It’s easy to assume that the latest firmware for your router will provide protection against cyber threats. However, our new research has found that even the latest broadband router firmware remains dangerously vulnerable to attack.
Firmware is the operating system and software that controls all the features of your router, from the blinking lights and configuration options, to advanced network security features. Similar to any desktop operating system, firmware can contain thousands of system files, any of which may contain security vulnerabilities.
Just like any software you would install on your laptop or personal computer, it needs to be maintained and updated frequently to mitigate known security vulnerabilities. Unfortunately, we have found that even the latest firmware contains security holes.
To test how secure these devices really are, we extracted the firmware from 37 currently available broadband routers. We then reverse engineered the firmware to analyse components such as the operating system, system libraries and executable files. This allowed us to construct a comprehensive database of devices, software versions and known vulnerabilities.
We found that 90% of the components analysed were more than six years old. In every firmware we found obsolete software with known security issues, regardless of the manufacturer or release date.
Old software may not sound like a big deal. However, security experts agree that all developers should start from a solid base, building upon well maintained and up-to-date software components.
Yet many people probably don’t realise that critical security vulnerabilities identified a decade ago are still present. Cyber threats evolve rapidly, and six months is a long time, two years an eternity, and a decade – well, you get the picture!

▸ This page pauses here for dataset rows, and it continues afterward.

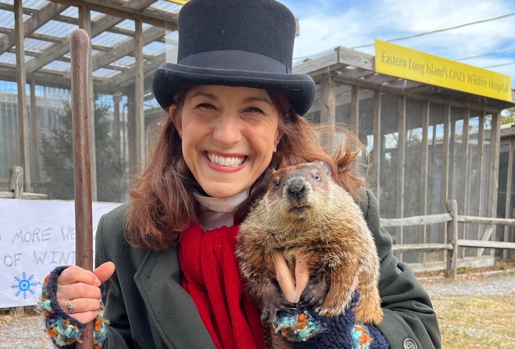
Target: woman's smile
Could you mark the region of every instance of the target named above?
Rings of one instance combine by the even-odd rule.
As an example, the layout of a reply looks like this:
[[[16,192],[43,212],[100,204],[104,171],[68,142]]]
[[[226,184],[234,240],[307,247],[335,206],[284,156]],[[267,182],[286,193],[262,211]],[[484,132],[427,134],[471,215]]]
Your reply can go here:
[[[205,151],[208,164],[215,171],[222,172],[235,172],[239,171],[245,166],[245,155],[234,154],[224,154],[212,151]]]

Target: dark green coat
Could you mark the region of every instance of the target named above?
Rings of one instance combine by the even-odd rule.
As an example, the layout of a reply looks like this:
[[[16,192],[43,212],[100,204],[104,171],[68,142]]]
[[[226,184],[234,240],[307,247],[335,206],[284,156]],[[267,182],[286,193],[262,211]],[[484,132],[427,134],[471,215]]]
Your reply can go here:
[[[440,347],[436,316],[427,294],[411,269],[399,262],[391,238],[380,227],[375,198],[369,191],[360,203],[381,261],[380,290],[384,318],[379,325],[391,349],[406,339],[418,349]],[[98,223],[95,264],[116,267],[107,282],[104,317],[109,319],[105,349],[214,348],[193,301],[181,287],[177,249],[153,252],[133,248],[124,238],[127,204],[104,215]]]

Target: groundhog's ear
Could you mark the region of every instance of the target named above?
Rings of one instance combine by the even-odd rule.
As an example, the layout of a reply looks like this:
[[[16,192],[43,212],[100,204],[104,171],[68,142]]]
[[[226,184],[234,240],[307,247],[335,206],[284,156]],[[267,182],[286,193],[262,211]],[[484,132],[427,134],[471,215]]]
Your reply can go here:
[[[325,172],[325,174],[328,177],[331,176],[331,168],[329,167],[329,165],[327,164],[327,162],[318,160],[315,161],[314,163],[317,167],[323,170],[324,172]]]

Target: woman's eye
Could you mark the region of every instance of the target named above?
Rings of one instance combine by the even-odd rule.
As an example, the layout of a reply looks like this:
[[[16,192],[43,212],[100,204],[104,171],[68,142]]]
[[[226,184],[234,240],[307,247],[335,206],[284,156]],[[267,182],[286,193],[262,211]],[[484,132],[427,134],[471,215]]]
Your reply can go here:
[[[255,107],[251,106],[245,109],[246,112],[248,113],[263,113],[263,111],[259,108],[256,108]]]
[[[207,109],[214,109],[215,107],[213,106],[213,105],[210,104],[209,103],[202,103],[197,105],[197,107],[205,108]]]

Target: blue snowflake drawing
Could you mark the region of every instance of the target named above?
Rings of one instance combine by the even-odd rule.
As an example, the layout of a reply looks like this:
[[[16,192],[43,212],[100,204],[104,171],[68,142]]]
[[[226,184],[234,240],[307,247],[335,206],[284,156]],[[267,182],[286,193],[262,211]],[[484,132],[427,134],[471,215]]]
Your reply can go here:
[[[32,288],[38,285],[38,283],[36,282],[35,279],[31,282],[31,280],[32,280],[33,278],[34,274],[31,274],[29,278],[27,279],[25,271],[22,273],[21,279],[17,276],[14,277],[14,280],[16,281],[16,283],[11,286],[11,288],[12,288],[13,290],[16,290],[16,292],[15,295],[16,297],[21,297],[21,293],[23,292],[23,299],[25,299],[27,298],[27,292],[30,292],[32,295],[34,294],[34,291],[32,290]]]

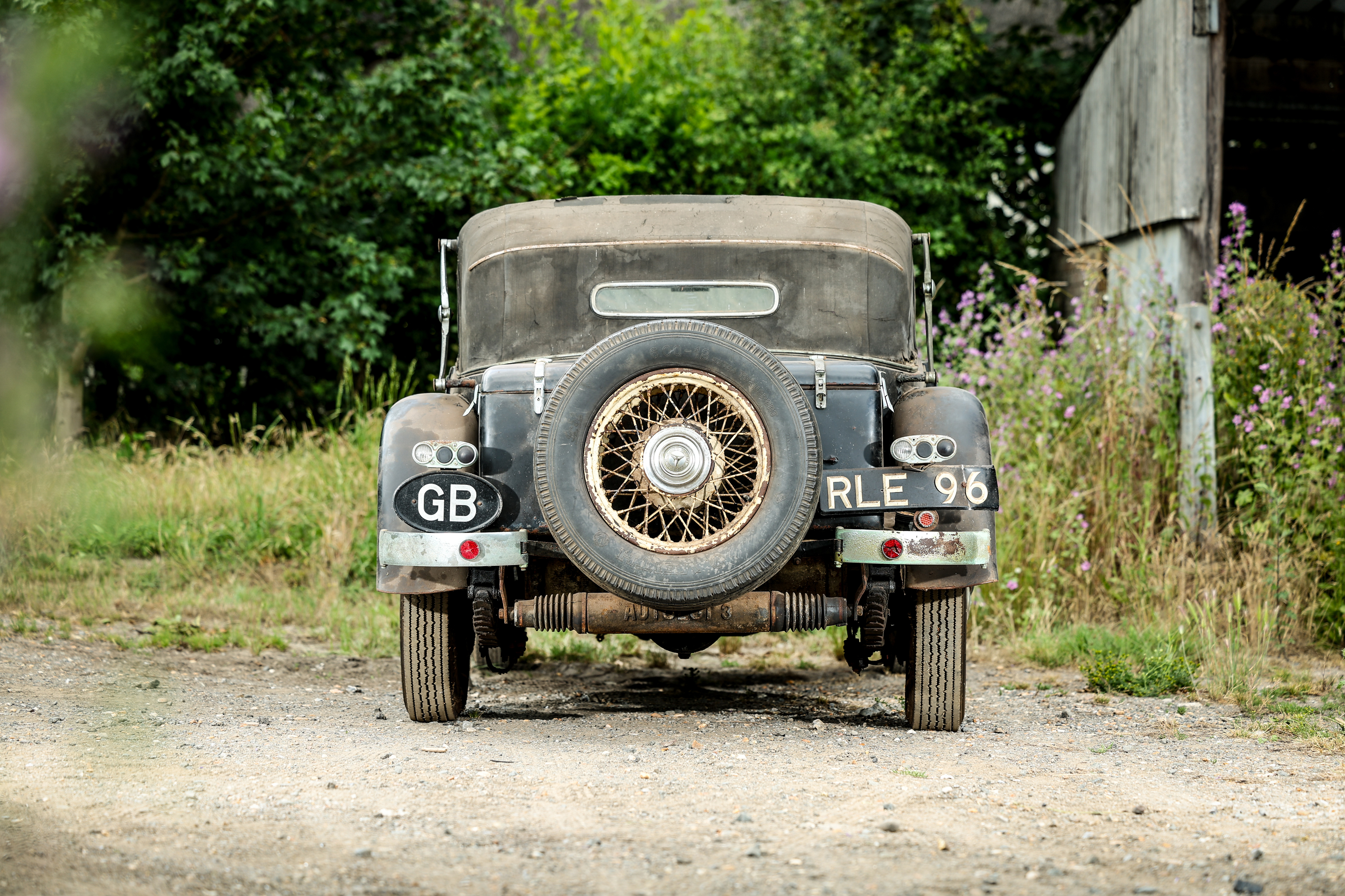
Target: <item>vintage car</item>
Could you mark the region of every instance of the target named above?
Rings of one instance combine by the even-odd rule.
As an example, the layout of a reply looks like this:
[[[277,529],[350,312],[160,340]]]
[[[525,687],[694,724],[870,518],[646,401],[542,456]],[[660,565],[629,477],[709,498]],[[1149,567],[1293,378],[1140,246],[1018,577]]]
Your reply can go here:
[[[868,202],[693,195],[440,239],[457,361],[390,409],[378,475],[410,717],[456,718],[473,646],[503,670],[529,628],[686,658],[845,626],[855,671],[904,669],[913,728],[956,731],[999,496],[981,402],[935,385],[928,246]]]

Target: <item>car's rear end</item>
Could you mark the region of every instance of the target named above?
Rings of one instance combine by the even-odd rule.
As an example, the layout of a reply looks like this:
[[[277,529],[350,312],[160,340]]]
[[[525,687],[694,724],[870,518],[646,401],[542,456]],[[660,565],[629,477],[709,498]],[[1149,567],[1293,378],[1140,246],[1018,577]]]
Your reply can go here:
[[[998,491],[979,402],[917,357],[911,246],[849,200],[469,221],[457,363],[383,437],[378,581],[406,595],[412,716],[455,717],[471,644],[507,666],[527,628],[690,654],[846,626],[857,671],[908,665],[912,724],[958,728]]]

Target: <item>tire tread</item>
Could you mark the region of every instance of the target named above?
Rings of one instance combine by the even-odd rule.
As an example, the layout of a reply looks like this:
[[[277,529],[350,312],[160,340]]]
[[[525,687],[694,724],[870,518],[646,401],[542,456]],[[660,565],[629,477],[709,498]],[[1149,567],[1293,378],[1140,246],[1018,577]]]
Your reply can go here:
[[[958,731],[967,704],[967,591],[913,591],[907,721],[913,731]]]
[[[463,713],[473,642],[465,592],[402,595],[402,702],[412,721],[453,721]]]

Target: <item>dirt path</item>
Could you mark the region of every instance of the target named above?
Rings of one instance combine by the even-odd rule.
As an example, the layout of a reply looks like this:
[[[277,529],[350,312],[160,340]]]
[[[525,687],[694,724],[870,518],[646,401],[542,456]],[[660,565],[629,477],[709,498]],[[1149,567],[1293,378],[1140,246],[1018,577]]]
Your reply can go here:
[[[924,735],[819,665],[539,666],[417,725],[395,661],[0,640],[0,893],[1345,892],[1340,759],[1229,708],[983,661]]]

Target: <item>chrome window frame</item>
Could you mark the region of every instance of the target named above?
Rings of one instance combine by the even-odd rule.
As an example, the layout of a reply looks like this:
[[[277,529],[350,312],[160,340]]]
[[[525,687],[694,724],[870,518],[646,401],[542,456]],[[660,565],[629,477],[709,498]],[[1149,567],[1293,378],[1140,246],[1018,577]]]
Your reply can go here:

Obsolete components often have security issues that are so well known that common security testing tools and hacking software even incorporate their exploits into simple “point-and-click” interfaces. So old firmware components are a major concern.
It’s Not Just Routers
Internet of Things (IoT) and smart devices are also powered by firmware. If the pattern we have found continues, then it won’t be long before we find a piece of malware that can infect your internet enabled refrigerator.
Our latest research has started “cracking open” IoT devices. The first device examined was a 2015 internet enabled security camera that had an obsolete operating system and key security components from 2008.
While alarming, our research does not suggest that consumer routers are being attacked frequently or on a large scale. It does, however, indicate an environment where attacks are likely to increase in frequency and severity in the near future.
So you can follow best cyber security practices and still fail to be adequately protected. You may also have a false sense of security if you believe the latest firmware will provide adequate protection. In reality, the core components of most router firmware are built on open source software released up to a decade ago, and (on many occasions) maintained by part-time enthusiasts rather than professionals.
Broadband routers are clearly vulnerable to a range of cyber security threats and manufacturers have little incentive to improve their firmware development practices at the moment. The lack of transparency, accountability and user education breeds an environment that rewards first-to-market devices with multimedia capabilities or stylish antennas, rather than robust security.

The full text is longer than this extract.